Business owners and directors need to do a simple self-assessment and determine whether, post-stimulus, they have the ability to pay staff wages, tax, rent and superannuation. "Put simply, will your business be able to keep its head above water post-stimulus? If the answer is no, then it's crucial to speak to a trusted adviser like an accountant or business turnaround/insolvency specialist," Morelli says.
He expects that once businesses that are still on JobKeeper receive their last payments in April, the ATO will start to pursue outstanding debts. "While the ATO has been very quiet for almost 12 months, that won't last (their debt book is an estimated $53 billion and they want to recoup this). And that's when we expect to see the insolvency wave building," he says.

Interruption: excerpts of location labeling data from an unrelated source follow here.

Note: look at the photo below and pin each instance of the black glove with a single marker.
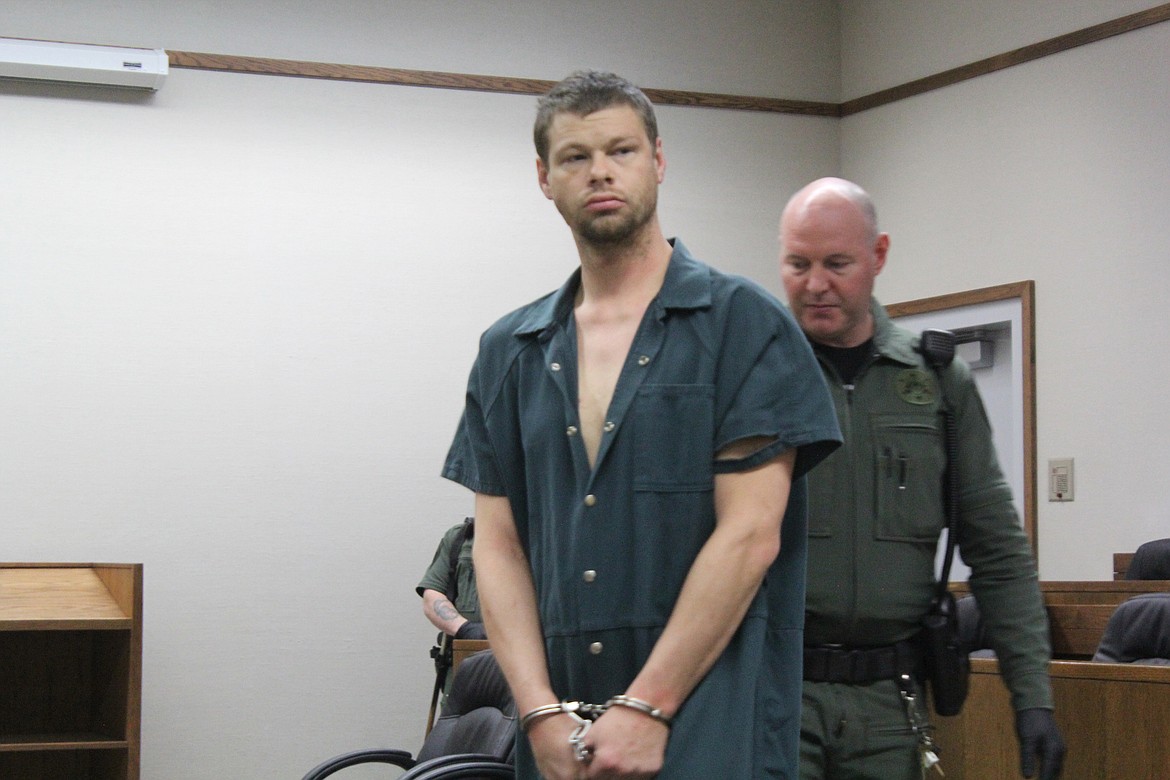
(470, 630)
(1038, 734)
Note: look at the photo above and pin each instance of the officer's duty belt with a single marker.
(838, 663)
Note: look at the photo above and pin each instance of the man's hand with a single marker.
(553, 754)
(1038, 734)
(626, 744)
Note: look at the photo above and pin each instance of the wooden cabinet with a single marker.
(70, 670)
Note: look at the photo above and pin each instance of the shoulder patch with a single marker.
(915, 386)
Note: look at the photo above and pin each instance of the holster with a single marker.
(947, 662)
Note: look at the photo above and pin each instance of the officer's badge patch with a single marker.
(915, 386)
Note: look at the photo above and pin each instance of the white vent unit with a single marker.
(82, 63)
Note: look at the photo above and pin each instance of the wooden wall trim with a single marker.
(1009, 59)
(506, 84)
(513, 85)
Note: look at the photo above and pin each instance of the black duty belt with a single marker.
(838, 663)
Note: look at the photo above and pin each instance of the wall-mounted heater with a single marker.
(82, 63)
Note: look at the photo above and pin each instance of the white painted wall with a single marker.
(1053, 171)
(236, 319)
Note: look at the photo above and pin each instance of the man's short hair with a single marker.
(586, 91)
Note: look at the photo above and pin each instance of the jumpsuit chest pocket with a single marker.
(909, 460)
(674, 437)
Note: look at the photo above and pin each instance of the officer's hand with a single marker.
(470, 630)
(1038, 734)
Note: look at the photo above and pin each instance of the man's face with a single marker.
(603, 174)
(828, 260)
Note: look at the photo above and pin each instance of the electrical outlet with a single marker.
(1060, 478)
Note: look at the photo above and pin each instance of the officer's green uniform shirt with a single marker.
(438, 575)
(876, 513)
(716, 359)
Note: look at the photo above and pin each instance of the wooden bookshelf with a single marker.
(70, 670)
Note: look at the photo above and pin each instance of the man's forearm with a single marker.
(441, 612)
(508, 604)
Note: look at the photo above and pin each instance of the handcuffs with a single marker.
(584, 715)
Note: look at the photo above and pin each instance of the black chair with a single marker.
(474, 737)
(972, 636)
(1137, 632)
(1151, 561)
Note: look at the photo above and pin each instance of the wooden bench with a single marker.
(1121, 561)
(1115, 717)
(1080, 609)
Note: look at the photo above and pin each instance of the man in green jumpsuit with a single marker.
(449, 598)
(637, 443)
(876, 513)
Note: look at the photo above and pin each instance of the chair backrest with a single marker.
(1137, 632)
(1151, 561)
(972, 636)
(480, 713)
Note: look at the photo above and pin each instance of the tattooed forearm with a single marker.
(445, 609)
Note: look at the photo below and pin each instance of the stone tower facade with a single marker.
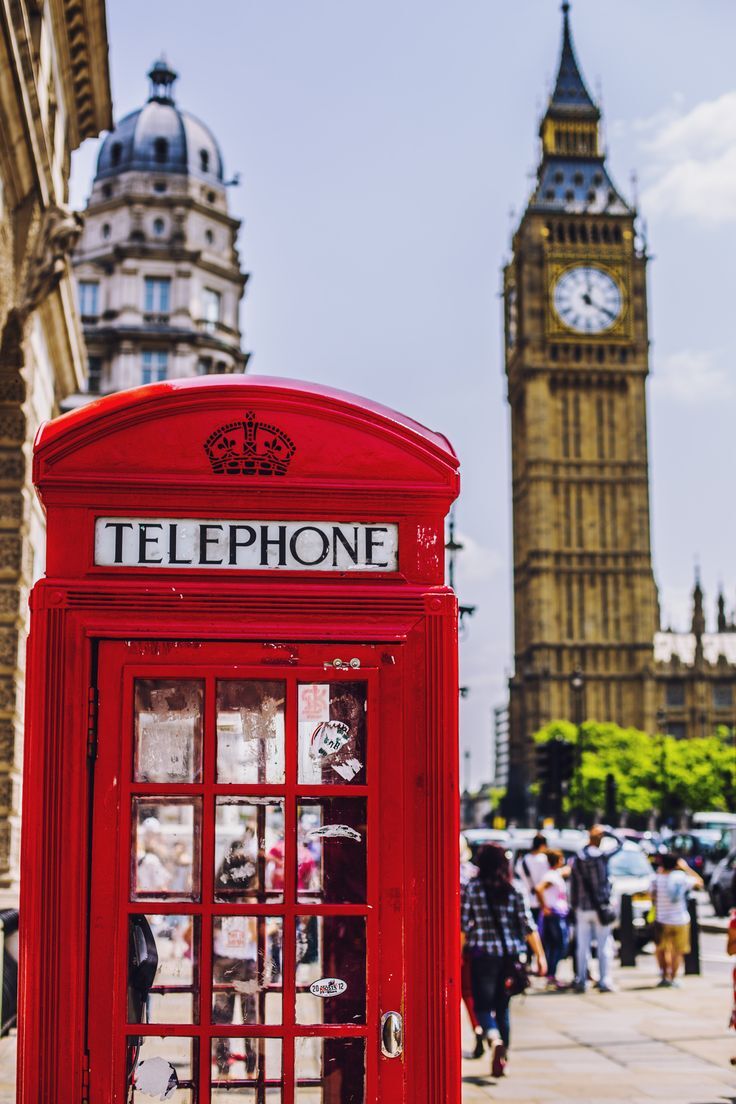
(577, 359)
(158, 272)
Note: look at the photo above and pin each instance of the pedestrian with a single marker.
(731, 947)
(531, 869)
(552, 895)
(468, 871)
(590, 895)
(498, 926)
(671, 885)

Of recent reforms including the Small Business Restructuring and Simplified Liquidation processes, touted by the federal government as some of Australia's most significant reforms, Morelli says "they aren't as simple as they first appear".
"While they encourage earlier intervention, they come with their own level of complexities," he adds. "Despite the reforms, the best and most appropriate appointment may still be a traditional appointment. There are various options, so it's important for business owners to ask for help if unsure. As always, it's crucial to be proactive and to act early."